Compared with healthy controls, IL-6, TNFα, SAA, CRP, Tie-2, Flt1, and PIGF were significantly increased in the post-COVID group, and IL-7 and bFGF were significantly reduced. While IL-6, PIGF, and CRP were also significantly elevated in post-Sepsis patients compared to controls, the observed differences in TNFα, Tie-2, Flt-1, IL-7 and bFGF were unique to the post-COVID group. TNFα levels significantly correlated with the severity of acute COVID-19 illness (spearman's r = 0.30, < 0.05). Furthermore, in post-COVID patients, IL-6 and CRP were each strongly negatively correlated with gas transfer factor %predicted (spearman's r = -0.51 and r = -0.57, respectively, < 0.002) and positively correlated with computed tomography (CT) abnormality scores at recovery (r = 0.28 and r = 0.46, < 0.05, respectively).

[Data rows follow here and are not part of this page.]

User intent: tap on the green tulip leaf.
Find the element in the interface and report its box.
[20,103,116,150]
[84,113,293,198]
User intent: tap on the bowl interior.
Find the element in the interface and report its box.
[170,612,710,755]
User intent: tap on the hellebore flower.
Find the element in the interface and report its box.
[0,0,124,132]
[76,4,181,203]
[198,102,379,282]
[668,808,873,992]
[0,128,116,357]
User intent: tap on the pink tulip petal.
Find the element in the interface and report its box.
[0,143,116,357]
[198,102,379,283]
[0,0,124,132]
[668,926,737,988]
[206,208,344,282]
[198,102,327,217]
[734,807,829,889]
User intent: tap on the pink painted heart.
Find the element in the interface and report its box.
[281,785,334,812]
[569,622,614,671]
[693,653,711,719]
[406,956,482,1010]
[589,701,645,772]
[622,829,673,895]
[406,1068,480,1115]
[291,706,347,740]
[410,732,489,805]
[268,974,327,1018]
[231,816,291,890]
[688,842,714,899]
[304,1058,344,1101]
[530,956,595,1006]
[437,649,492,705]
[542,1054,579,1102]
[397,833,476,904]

A unique inflammatory and vascular endothelial damage mediator signature is found in plasma months following acute COVID-19 infection. Further research is required to determine its pathophysiological and clinical significance.

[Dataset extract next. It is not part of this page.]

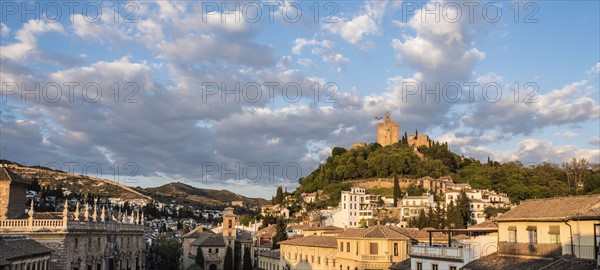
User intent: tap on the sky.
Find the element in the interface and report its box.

在急性重症新型冠状病毒肺炎(COVID-19)中,患者会出现肺部炎症和血管损伤,并伴有细胞因子反应过度。在本研究中,我们的目的是描述先前因COVID-19肺炎住院的患者在康复数月后的炎症和血管介质谱,并将其与从严重脓毒症中康复的患者以及健康对照者的谱进行比较。
在49例因COVID-19肺炎住院5.0±1.9(均值±标准差)个月后的患者、11例因急性重症脓毒症住院5.4±2.9个月后的患者以及18名健康对照者的血浆中,检测了总共27种不同的细胞因子、趋化因子、血管内皮损伤和血管生成介质。
与健康对照者相比,COVID-19康复组中白细胞介素-6(IL-6)、肿瘤坏死因子α(TNFα)、血清淀粉样蛋白A(SAA)、C反应蛋白(CRP)、酪氨酸激酶2(Tie-2)、血管内皮生长因子受体1(Flt1)和胎盘生长因子(PIGF)显著升高,而IL-7和碱性成纤维细胞生长因子(bFGF)显著降低。与对照者相比,脓毒症康复患者的IL-6、PIGF和CRP也显著升高,但观察到的TNFα、Tie-2、Flt-1、IL-7和bFGF的差异是COVID-19康复组所特有的。TNFα水平与急性COVID-19疾病的严重程度显著相关(斯皮尔曼相关系数r = 0.30,P < 0.05)。此外,在COVID-19康复患者中,IL-6和CRP分别与预测的气体交换因子%呈强烈负相关(斯皮尔曼相关系数分别为r = -0.51和r = -0.57,P < 0.002),与康复时的计算机断层扫描(CT)异常评分呈正相关(分别为r = 0.28和r = 0.46,P < 0.05)。
在急性COVID-19感染数月后的血浆中发现了独特的炎症和血管内皮损伤介质特征。需要进一步研究以确定其病理生理和临床意义。